Außer einigen Posthornschnecken (die scheinbar an Pflanzen als "blinder Passagier" dabei waren) sind keine größeren Lebewesen drin. Bisher nur Pflanzen: __ Schilf und zwei Seerosen, die jedoch noch nicht geblüht haben.
Da der Winter ja quasi direkt vor der Tür steht, bin ich am hin- und her überlegen, was ich mit meinem Teich tun soll.

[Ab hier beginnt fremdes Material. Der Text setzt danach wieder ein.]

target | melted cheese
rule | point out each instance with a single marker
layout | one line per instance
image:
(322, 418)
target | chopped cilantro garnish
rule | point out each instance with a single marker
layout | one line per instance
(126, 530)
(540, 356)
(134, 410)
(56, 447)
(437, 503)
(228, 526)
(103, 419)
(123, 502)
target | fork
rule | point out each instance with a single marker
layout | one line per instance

Ich würde ihn sehr gerne überwintern (also auf meiner Terrasse einfach stehen lassen), aber ich weiß nicht, ob das tatsächlich sinnvoll ist und vor allem so klappt, dass ich auch im Frühling noch etwas von meinen Pflanzen habe. Die Seerosen muss ich wohl oder übel drinnen überwintern oder?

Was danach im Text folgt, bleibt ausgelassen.